Long-term safety evaluations for ritlecitinib are ongoing. The risks and benefits of ritlecitinib treatment should be considered prior to initiating or continuing therapy with ritlecitinib, particularly in patients who are long-term current or long-term past smokers, patients with known thromboembolic or other cardiovascular risk factors. Ritlecitinib should be used with caution in patients with known risk factors for thromboembolism. In patients with a suspected thromboembolic event, discontinuation of ritlecitinib and prompt re-evaluation is recommended.
Mortality: In a large, randomised active-controlled study of tofacitinib (another JAK inhibitor) in RA patients 50 years of age and older with at least one additional cardiovascular risk factor, a higher rate of all-cause mortality, including sudden cardiovascular death, was observed in patients treated with the JAK inhibitor compared with TNF inhibitors. Consider the benefits and risks for the individual patient prior to initiating or continuing therapy with ritlecitinib.
Neurological events: Ritlecitinib-related axonal dystrophy has been observed in chronic Beagle dog toxicity studies (see Pharmacology: Toxicology: Preclinical safety data under Actions). Treatment with ritlecitinib should be discontinued in case unexplained neurological symptoms occur.
Haematologic abnormalities: Treatment with ritlecitinib was associated with decreases in lymphocytes and platelets (see Adverse Reactions). Prior to initiating treatment with ritlecitinib, ALC and platelet counts should be performed. Treatment with ritlecitinib should not be initiated in patients with an ALC <0.5 x 10³/mm³ or a platelet count <100 x 10³/mm³. After initiating treatment with ritlecitinib, treatment interruption or discontinuation is recommended based on ALC and platelet count abnormalities (see Dosage & Administration). ALC and platelet counts are recommended at 4 weeks after initiation of therapy with ritlecitinib, and thereafter according to routine patient management.
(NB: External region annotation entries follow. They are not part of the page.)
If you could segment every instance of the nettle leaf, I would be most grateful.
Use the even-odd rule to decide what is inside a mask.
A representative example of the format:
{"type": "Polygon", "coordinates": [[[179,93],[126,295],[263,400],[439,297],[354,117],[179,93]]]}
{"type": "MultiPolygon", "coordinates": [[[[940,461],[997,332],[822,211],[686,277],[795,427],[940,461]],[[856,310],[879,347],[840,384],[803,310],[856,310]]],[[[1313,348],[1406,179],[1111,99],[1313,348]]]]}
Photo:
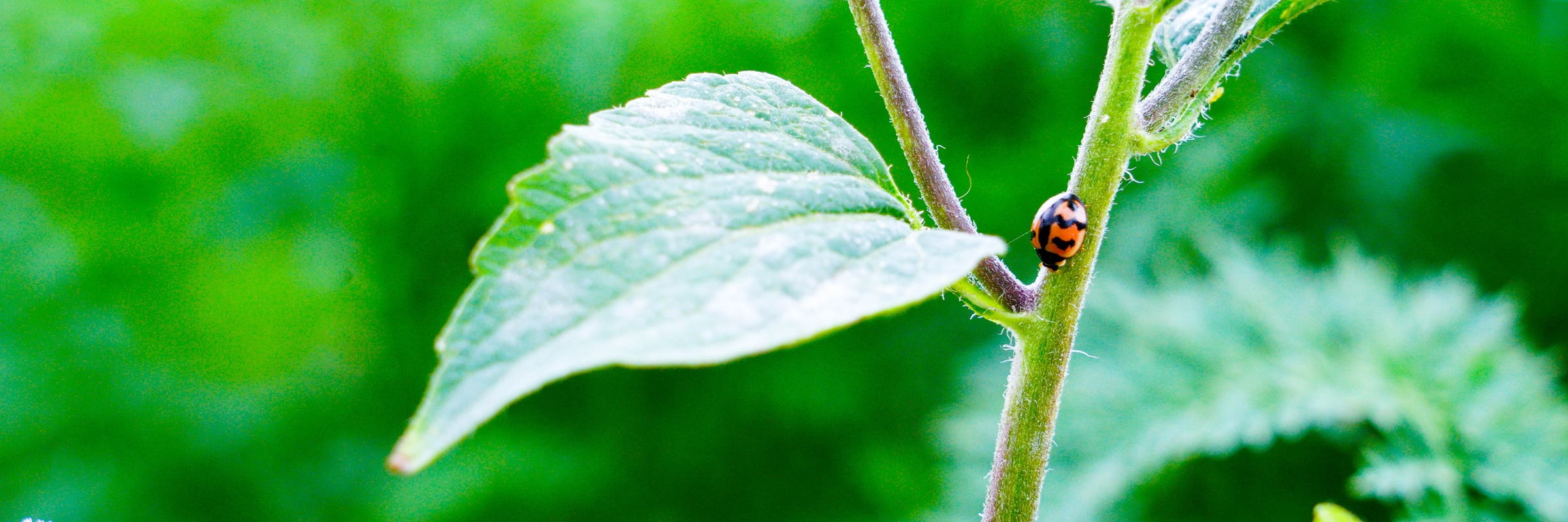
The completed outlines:
{"type": "MultiPolygon", "coordinates": [[[[1396,520],[1568,522],[1568,400],[1508,299],[1452,274],[1400,279],[1355,251],[1317,270],[1195,243],[1206,274],[1094,281],[1079,337],[1094,359],[1073,361],[1041,522],[1148,519],[1138,488],[1171,466],[1306,433],[1359,450],[1352,491],[1396,520]]],[[[997,357],[983,351],[944,430],[952,477],[989,467],[997,357]]],[[[955,489],[950,519],[983,495],[955,489]]]]}
{"type": "Polygon", "coordinates": [[[864,136],[760,72],[696,74],[568,125],[510,193],[394,470],[550,381],[795,345],[930,298],[1007,248],[922,229],[864,136]]]}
Vaccinations: No data are available on the response to vaccination in patients receiving ritlecitinib. Use of live attenuated vaccine should be avoided during or immediately prior to ritlecitinib treatment. Prior to initiating ritlecitinib, it is recommended that patients are brought up to date with all immunisations, including prophylactic herpes zoster vaccinations, in agreement with current immunisation guidelines.
Excipients with known effect: Lactose: Patients with rare hereditary problems of galactose intolerance, total lactase deficiency or glucose-galactose malabsorption should not take this medicinal product.
Effects on ability to drive and use machines: LITFULO has no or negligible influence on the ability to drive and use machines.
Use in th Elderly: There are limited data in patients ≥65 years of age. Age appreared to be a risk factor for lower ALC in patients ≥65 years of age.